Published: 28 January 2019 at 15:58

Elizabeth Hobbs - photograph by Joe Lawlor

Elizabeth Hobbs of Anglia Ruskin in the running for best British Short Animation award

Anglia Ruskin University lecturer Elizabeth Hobbs is celebrating after being nominated for a BAFTA for her short film I’m OK, an animation inspired by the life of artist Oskar Kokoschka.

I’m OK is one of three works vying for the best British Short Animation award, which will be announced at the EE British Academy Film Awards in London on Sunday, 10 February. 

Elizabeth, whose films specialise in telling the stories of interesting historical figures, said:

 

“I am really overjoyed to get a BAFTA nomination but also a little surprised, because the film is quite experimental and Kokoschka is an unusual subject matter.

 

“All three nominations are unusual, independent projects, which is very heartening for the animation scene.”

Elizabeth has been teaching animation to students on the Film Studies and Media Studies degree courses at Anglia Ruskin University since 2004, alongside her work as an independent filmmaker.  I’m OK was mostly funded by Arts Council England, The National Film Board of Canada and The Elephant Trust, and Elizabeth received additional funding from her department at Anglia Ruskin to carry out research at the Oskar Kokoschka Centre in Vienna.

Paintings by Kokoschka – who signed his work OK – are held by galleries and collections across the world.  Kokoschka left Austria for Prague in 1934, after being labelled a degenerate artist by the Nazis.  He moved to Scotland just before the outbreak of the Second World War and eventually died in Switzerland in 1980, aged 93.

I’m OK is illustrated by hand with Elizabeth using ink and paint drawings, accompanied by a powerful operatic soundtrack, to tell the story of the Austrian artist fighting in the First World War following the end of his passionate love affair with Alma Mahler.

Elizabeth was partly inspired by the Silent Partners exhibition at the Fitzwilliam Museum in Cambridge in 2014, which featured a photograph of a slightly sinister, lifesize doll of Mahler that Kokoschka commissioned following their difficult break up.

Elizabeth explained:

 

“I began to research his relationship with Alma Mahler and realized that the prints and plays that he created about their relationship were much more fascinating than the doll, which I think represented a mad moment.

“The film is a dialogue between his work and mine, in particular his lithographic prints and drawings, but also his diaries, plays and his autobiography.
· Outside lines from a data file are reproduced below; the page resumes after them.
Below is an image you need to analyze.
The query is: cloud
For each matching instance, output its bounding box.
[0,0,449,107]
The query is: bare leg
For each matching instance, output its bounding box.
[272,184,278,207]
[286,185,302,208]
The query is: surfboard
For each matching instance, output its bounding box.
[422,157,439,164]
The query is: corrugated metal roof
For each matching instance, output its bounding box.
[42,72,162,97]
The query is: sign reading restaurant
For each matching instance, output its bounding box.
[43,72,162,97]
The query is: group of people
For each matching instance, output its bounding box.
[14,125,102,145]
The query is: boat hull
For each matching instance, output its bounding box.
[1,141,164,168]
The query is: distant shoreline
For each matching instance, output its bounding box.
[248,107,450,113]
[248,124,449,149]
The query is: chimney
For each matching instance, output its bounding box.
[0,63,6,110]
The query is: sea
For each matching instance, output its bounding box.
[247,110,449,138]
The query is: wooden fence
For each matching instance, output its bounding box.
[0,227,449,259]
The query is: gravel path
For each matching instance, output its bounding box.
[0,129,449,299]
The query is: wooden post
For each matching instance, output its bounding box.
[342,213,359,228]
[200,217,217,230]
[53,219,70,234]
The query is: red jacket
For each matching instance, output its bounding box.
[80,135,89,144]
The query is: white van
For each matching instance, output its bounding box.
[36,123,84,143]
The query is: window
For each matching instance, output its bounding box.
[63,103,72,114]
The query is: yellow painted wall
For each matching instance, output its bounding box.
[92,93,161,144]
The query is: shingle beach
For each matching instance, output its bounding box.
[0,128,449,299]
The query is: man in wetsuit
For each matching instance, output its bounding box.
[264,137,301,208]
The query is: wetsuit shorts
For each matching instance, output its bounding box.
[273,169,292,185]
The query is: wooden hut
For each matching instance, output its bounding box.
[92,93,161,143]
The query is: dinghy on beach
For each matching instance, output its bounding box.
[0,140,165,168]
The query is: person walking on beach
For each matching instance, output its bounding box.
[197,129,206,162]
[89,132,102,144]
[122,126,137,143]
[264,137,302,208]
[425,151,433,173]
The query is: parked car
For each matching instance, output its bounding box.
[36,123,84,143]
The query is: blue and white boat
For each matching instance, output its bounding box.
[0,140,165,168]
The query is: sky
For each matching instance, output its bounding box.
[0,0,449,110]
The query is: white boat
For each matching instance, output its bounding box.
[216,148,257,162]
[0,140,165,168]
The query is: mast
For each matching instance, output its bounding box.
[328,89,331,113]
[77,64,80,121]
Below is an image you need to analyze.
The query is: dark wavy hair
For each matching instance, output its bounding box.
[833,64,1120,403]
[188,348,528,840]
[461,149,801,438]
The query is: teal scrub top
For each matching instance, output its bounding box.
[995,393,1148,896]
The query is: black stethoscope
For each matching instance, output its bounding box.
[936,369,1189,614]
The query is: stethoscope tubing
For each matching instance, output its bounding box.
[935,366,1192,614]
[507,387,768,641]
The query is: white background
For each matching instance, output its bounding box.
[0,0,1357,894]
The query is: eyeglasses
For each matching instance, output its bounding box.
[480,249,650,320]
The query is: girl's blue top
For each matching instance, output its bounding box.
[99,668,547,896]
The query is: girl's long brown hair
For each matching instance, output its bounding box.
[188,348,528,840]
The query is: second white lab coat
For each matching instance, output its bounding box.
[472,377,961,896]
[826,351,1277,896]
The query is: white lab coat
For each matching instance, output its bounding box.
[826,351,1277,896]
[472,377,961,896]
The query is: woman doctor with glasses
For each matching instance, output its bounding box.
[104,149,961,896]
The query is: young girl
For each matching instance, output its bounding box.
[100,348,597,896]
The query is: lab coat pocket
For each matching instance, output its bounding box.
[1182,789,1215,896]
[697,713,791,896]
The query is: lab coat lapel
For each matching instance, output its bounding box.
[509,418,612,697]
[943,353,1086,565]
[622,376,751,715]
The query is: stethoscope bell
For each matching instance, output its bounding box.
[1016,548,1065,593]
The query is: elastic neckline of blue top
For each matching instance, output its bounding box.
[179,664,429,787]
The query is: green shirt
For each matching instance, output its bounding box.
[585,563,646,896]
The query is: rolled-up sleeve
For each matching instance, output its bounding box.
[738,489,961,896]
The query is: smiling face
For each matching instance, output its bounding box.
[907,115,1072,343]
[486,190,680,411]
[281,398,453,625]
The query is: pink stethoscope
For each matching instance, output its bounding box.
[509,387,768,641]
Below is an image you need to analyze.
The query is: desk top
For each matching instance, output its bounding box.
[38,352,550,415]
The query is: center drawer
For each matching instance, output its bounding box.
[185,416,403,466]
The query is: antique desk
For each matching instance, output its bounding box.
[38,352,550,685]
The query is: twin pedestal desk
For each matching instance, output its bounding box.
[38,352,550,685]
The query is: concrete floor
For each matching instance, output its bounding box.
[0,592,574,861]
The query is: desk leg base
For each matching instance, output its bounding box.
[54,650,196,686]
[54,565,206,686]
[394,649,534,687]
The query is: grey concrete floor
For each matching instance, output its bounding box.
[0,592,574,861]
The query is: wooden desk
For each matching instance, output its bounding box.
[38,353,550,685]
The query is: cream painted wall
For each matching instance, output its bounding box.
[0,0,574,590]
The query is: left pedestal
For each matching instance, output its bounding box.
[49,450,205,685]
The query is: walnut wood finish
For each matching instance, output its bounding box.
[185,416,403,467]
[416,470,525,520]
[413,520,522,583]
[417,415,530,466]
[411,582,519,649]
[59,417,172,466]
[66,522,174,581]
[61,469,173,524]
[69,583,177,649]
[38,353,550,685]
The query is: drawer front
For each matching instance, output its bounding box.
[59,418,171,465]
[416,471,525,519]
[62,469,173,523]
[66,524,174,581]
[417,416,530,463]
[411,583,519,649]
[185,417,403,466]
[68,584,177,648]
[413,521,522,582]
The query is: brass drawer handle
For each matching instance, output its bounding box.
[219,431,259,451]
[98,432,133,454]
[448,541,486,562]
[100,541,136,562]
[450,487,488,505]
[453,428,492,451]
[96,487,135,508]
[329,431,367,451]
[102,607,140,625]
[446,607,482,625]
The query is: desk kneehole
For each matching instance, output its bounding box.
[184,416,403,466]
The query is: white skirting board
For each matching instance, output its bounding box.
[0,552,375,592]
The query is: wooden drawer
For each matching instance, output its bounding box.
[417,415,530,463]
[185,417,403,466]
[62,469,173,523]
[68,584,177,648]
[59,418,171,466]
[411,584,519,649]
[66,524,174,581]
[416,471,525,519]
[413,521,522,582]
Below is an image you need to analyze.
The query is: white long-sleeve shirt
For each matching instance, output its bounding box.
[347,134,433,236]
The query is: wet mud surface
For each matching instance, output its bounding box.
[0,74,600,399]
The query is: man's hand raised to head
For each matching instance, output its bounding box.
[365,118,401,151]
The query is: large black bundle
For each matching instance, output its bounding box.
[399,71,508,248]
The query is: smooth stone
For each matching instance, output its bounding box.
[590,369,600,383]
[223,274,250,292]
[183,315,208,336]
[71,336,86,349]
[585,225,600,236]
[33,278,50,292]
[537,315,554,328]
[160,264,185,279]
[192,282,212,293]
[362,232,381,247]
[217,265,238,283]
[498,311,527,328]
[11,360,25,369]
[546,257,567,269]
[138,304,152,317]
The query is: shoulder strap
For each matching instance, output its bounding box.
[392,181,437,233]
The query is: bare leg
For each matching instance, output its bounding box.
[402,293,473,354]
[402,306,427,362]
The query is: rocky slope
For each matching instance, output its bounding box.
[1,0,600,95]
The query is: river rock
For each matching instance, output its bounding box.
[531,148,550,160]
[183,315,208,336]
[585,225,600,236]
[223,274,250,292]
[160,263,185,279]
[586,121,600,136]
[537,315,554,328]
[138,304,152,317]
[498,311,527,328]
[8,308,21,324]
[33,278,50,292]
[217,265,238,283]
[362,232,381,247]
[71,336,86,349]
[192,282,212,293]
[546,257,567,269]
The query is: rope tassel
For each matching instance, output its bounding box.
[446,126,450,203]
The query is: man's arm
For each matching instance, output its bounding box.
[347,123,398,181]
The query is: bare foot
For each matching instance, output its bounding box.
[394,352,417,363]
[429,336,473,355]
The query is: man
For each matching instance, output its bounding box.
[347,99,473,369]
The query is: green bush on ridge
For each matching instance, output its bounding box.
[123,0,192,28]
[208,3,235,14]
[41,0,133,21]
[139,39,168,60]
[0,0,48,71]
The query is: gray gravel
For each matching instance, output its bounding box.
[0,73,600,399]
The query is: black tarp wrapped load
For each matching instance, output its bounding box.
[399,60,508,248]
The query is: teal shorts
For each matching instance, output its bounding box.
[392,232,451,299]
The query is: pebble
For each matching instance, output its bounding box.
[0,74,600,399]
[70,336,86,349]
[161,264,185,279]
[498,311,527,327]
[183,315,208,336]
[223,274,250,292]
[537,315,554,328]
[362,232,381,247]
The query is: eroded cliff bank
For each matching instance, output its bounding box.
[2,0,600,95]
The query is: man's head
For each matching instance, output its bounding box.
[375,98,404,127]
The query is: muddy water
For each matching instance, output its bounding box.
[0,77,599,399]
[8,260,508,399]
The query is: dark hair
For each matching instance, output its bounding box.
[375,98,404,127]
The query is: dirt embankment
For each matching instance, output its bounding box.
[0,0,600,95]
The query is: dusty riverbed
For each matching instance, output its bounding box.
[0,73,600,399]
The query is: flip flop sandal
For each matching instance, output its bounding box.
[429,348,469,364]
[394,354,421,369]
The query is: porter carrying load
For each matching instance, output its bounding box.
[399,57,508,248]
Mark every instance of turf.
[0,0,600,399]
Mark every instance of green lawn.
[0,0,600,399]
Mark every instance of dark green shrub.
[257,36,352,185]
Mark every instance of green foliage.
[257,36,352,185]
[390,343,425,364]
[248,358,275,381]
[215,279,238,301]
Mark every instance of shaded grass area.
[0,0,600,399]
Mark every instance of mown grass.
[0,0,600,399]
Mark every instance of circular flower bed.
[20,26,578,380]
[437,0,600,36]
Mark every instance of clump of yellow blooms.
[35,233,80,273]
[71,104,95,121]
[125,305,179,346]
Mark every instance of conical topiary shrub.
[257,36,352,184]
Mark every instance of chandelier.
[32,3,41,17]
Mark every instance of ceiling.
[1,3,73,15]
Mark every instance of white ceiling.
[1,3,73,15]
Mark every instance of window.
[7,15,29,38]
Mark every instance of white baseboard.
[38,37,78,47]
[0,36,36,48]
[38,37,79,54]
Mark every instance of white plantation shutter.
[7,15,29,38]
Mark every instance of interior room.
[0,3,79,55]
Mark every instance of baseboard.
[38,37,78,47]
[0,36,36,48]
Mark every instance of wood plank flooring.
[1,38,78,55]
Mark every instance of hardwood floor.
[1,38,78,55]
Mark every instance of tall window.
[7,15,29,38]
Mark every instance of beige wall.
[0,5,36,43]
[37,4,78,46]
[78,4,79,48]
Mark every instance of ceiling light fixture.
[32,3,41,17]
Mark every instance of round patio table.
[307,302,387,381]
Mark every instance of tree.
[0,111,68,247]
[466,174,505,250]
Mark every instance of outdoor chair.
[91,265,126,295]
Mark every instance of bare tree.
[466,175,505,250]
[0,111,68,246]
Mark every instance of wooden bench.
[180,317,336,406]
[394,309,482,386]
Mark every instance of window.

I used elements of his work or writing as a starting point for each shot or scene; I would draw it many times to bring it to life, until it became something.

“I start with a drawing, a sentence or an action, animate for as long as I can until I run out of time or ideas, then I cut everything together, review what I’ve got and have another go. There’s a lot of material that doesn’t get used, but I work really quickly, so I don’t think it takes too much longer than making a plan and getting it right the first time.

“It’s certainly a new challenge to make a film without dialogue, because in previous films I have so enjoyed conveying humour through words.  I’m OK is a different kind of film, because it’s about love and war, and about an artist, so his works, combined with the music, meant that words weren’t so necessary in this film.”

 

I’m OK is a co-production between Elizabeth, Animate Projects and the National Film Board of Canada.  As well as being nominated for a 2019 British Academy Film Award, I’m OK has been named as an Official Selection at seven major festivals including the 2018 Edinburgh International Film Festival, which also featured a retrospective of Elizabeth’s animations.